Opposite: The village shop in Nether Alderley, sometime after 1906 (when Edward Potts had taken over the shop). Picture from an old postcard.
We were also very fortunate to meet some lovely ladies; one lady was related to Francis Worth, the husband of Annie’s older sister, Sophia; another lady other lady was related to Ted Potts’ second wife, Alice, and we chatted with the granddaughter of the last miller, John Rawlins, who confirmed that her Uncle Ernest was the same person who witnessed the wedding of Lucy and Ted Potts’ daughter, Winifred Annie Potts to Charles Frederick Dutton. We also learned that Ted Potts was very friendly with her father, the miller, and that she was named Winifred after Ted and Lucy’s daughter. The ladies remember calling at the shop on the way home from school and being sent to the shop on errands to buy chicken feed, amongst other things!

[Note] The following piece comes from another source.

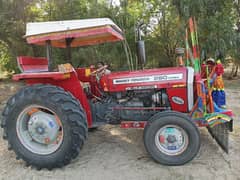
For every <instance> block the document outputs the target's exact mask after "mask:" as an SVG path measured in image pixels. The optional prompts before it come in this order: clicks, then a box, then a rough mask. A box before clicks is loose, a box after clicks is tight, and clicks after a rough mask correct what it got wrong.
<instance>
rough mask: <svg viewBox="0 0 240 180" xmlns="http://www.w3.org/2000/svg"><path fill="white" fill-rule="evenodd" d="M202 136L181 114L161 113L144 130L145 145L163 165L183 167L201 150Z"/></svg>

Later on that afternoon we searched through the church records and found the graves of all the Salthouses (except John Salthouse, the father, that’s another story), of Sophia Worth and her husband and of Lucy Salthouse’s parents, William and Ann Walters and some of their children.
There are some very interesting inscriptions to be discovered in this churchyard. including some connected with the Stanley family.

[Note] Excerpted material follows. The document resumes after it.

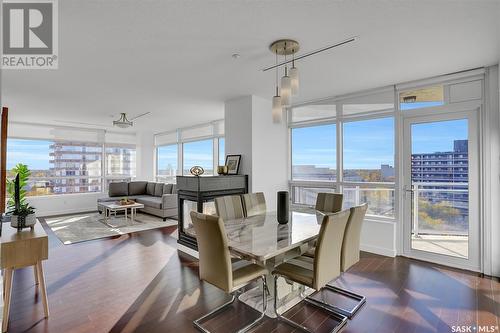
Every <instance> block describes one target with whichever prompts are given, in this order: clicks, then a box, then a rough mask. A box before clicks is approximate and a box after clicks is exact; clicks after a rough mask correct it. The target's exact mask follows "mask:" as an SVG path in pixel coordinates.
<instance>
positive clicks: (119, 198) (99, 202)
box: [97, 195, 141, 203]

Now, at least, we know why my grandfather might have visited Nether Alderley. Annie, his aunt, kept the village shop and she seems to have become the matriarch of the family. Aunt Lucy lived on Welsh Row, just a short walk across the Church Fields; his cousin, Herbert was the same age as him and would have been a good playmate.
Aunt Sophia lived close by at Park Lodge with her family who, although older, would surely have made a fuss of this young boy.

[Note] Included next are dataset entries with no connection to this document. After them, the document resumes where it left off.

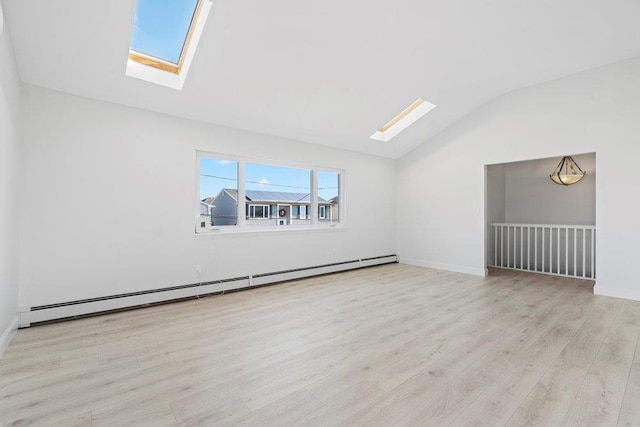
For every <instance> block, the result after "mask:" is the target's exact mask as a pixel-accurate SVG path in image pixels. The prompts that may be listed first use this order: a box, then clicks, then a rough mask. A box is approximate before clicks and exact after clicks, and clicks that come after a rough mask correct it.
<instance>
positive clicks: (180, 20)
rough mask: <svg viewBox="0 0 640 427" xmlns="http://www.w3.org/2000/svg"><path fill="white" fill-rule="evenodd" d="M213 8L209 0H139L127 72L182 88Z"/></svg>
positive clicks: (137, 0) (176, 88)
mask: <svg viewBox="0 0 640 427" xmlns="http://www.w3.org/2000/svg"><path fill="white" fill-rule="evenodd" d="M210 9H211V1H210V0H163V1H160V2H159V1H156V0H137V1H136V14H135V18H134V23H133V30H132V34H131V42H130V44H129V61H128V62H127V72H126V74H127V75H128V76H131V77H136V78H140V79H143V80H146V81H149V82H152V83H156V84H160V85H163V86H168V87H172V88H174V89H182V85H183V83H184V77H185V76H186V72H187V71H188V68H189V65H190V63H191V59H192V58H193V55H194V53H195V49H196V47H197V44H198V41H199V39H200V34H201V33H202V28H203V26H204V22H205V20H206V18H207V15H208V13H209V10H210ZM158 73H159V74H158ZM171 76H173V77H171Z"/></svg>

The old entrance to Church Lodge, as seen when leaving Nether Alderley and travelling towards Monks Heath. Sophia Worth (nee Salthouse) lived further down the road, at Park Lodge.
My grandfather, Jim Salthouse, said that he “loved to visit Alderley – the estate was lovely”.
If Jim and his father, William, decided to walk to see Aunt Lucy at Gatley Green Farm, they might have walked down leafy Church Lane until they came to the old school which stands at the entrance to the churchyard. This must have held some memories for William, as he and his brothers, John, Samuel and James could all have attended this school between about 1845 and 1865.
Before walking through the churchyard and across the fields to Gatley farm they might have stopped to look at Church Fields, if they were lucky they may have spotted some pheasants in the longer grass – or perhaps the children would play on the swing that hung from the lower branches of this stately tree.
The mausoleum, however, built by the Stanley family, (in the middle distance of this picture), might not have looked so friendly to Jim, but fortunately the path goes nearer to the Church tower and through a gate leading into the meadows.
Once through the gates and into the churchyard, Jim would have walked past the ancient yew tree – probably looking just as gnarled and ancient as it does today.
Since then we have discovered more about the Salthouse family of Nether Alderley. John Salthouse, originally from Didsbury, had just completed his apprenticeship as a shoemaker when he married Lucy Walters at St Mary’s, Nether Alderley. He rented the small farmhouse at Soss Moss from the Stanley Estate and worked as a master shoemaker and smallholder.
Just a glimpse across the fields at the place where John Salthouse’s home was in 1861 and where he worked on his own account as a master shoemaker. By 1861 the occupation of master shoemaker had become less important as the ready-to-wear shoe industry was developing fast.
Please remember that the information on this website is only accurate to the best of my knowledge and belief. If any of the information is relevant to your own research, please double-check the sources.